The Product Rule is a fundamental technique used in calculus to find the derivative of a product of two functions. If you have two functions, say \( u(t) \) and \( v(t) \), and you want to find the derivative of their product \( P(t) = u(t) v(t) \), you apply the product rule. The rule is articulated as:

• \[ P'(t) = u'(t) v(t) + u(t) v'(t) \]

This means you take the derivative of the first function \( u(t) \), multiply it by the second function \( v(t) \), and add it to the product of the first function with the derivative of the second. For example, if \( P(t) = t^2 e^t \), you break it down as \( u(t) = t^2 \) and \( v(t) = e^t \). Then \( u'(t) = 2t \) and \( v'(t) = e^t \), giving the derivative \( P'(t) = 2t e^t + t^2 e^t = t(t+2)e^t \). This versatility makes it highly useful for complex expressions where functions are multiplied.

The Chain Rule is a crucial differentiation technique used when dealing with composite functions. If a function \( y = f(g(t)) \) is made up of two functions, such that \( y \) is a function of \( g(t) \) and \( g(t) \) is a function of \( t \), then the derivative \( y' \) with respect to \( t \) is found using:

• \[ y' = f'(g(t)) \,\ g'(t) \]

Simply put, you differentiate the outer function \( f \) with respect to \( g(t) \), leaving \( g(t) \) as it is, and then multiply by the derivative of the inner function \( g(t) \). Consider \( P(t) = \sqrt{t} e^{\sqrt{t}} \). We let the inner function \( u(t) = \sqrt{t} \) and the outer function \( v(t) = e^{u(t)} \). Here, the chain rule finds its role in differentiating \( e^{\sqrt{t}} \), resulting in the product rule application \( P'(t) = \frac{1}{2\sqrt{t}}e^{\sqrt{t}} + \sqrt{t} \cdot e^{\sqrt{t}} \cdot \frac{1}{2\sqrt{t}} = e^{\sqrt{t}}(\frac{1}{2\sqrt{t}} + \frac{1}{2}) \).

The Quotient Rule aids in finding the derivative of a quotient of two functions. Given functions \( u(t) \) over \( v(t) \), the rule determines the derivative of the quotient \( P(t) = \frac{u(t)}{v(t)} \).

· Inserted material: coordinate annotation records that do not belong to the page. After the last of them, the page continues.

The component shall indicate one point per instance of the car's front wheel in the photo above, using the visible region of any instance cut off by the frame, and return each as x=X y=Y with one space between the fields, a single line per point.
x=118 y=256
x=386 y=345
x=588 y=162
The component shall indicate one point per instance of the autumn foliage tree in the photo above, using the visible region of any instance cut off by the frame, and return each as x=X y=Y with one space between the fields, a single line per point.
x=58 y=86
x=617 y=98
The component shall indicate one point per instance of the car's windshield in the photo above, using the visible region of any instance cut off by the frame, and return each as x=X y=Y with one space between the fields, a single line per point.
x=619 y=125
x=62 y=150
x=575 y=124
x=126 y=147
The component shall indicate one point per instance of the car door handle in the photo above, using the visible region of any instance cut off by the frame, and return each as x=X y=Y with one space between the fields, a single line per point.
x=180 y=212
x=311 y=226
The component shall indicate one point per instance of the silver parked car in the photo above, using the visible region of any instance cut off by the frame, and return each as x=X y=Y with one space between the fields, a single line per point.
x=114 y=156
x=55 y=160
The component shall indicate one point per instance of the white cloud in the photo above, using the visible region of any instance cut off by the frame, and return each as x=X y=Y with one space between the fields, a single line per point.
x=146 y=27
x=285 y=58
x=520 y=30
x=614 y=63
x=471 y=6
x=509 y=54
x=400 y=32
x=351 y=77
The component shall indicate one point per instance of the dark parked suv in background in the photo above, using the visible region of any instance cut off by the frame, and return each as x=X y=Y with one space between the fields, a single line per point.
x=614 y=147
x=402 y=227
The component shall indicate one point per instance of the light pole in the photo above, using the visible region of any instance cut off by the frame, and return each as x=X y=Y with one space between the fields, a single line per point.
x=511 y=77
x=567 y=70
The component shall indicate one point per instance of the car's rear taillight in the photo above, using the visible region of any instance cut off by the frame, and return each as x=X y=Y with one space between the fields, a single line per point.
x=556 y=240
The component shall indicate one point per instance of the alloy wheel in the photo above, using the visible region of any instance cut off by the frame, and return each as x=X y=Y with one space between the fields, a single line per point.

The quotient rule is given by:

• \[ P'(t) = \frac{u'(t) v(t) - u(t) v'(t)}{[v(t)]^2} \]

This involves taking the derivative of the top function \( u(t) \), multiplying by the bottom function \( v(t) \), and subtracting the product of the top function and derivative of the bottom function. Finally, the result is divided by the square of the bottom function \( v(t) \). For example, for \( P(t) = \frac{t}{1+t^2} \), identifying \( u(t) = t \) and \( v(t) = 1 + t^2 \), you apply the rule to find \( P'(t) = \frac{(1)(1+t^2) - (t)(2t)}{(1+t^2)^2} = \frac{1-t^2}{(1+t^2)^2} \). This formula is essential when functions appear in fractions.

Logarithmic Differentiation is a clever technique used for complex functions, especially useful when the function involves products or quotients raised to variable powers. The process involves taking the natural logarithm on both sides of the function \( y = f(x) \), differentiating, and then solving for \( y' \). This method reduces the complexity significantly by transforming multiplicative processes into additive ones via the logarithm.For instance, in solving \( P(t) = t \ln t - t \), we use the usual rules of differentiation without requiring a full application of logarithmic differentiation. By recognizing the form allows direct application of properties where necessary, you efficiently find \( P'(t) = \ln t + 1 - 1 = \ln t \). In more complex cases, taking the logarithm first can simplify handling variable exponents, particularly when multiple functions are intertwined.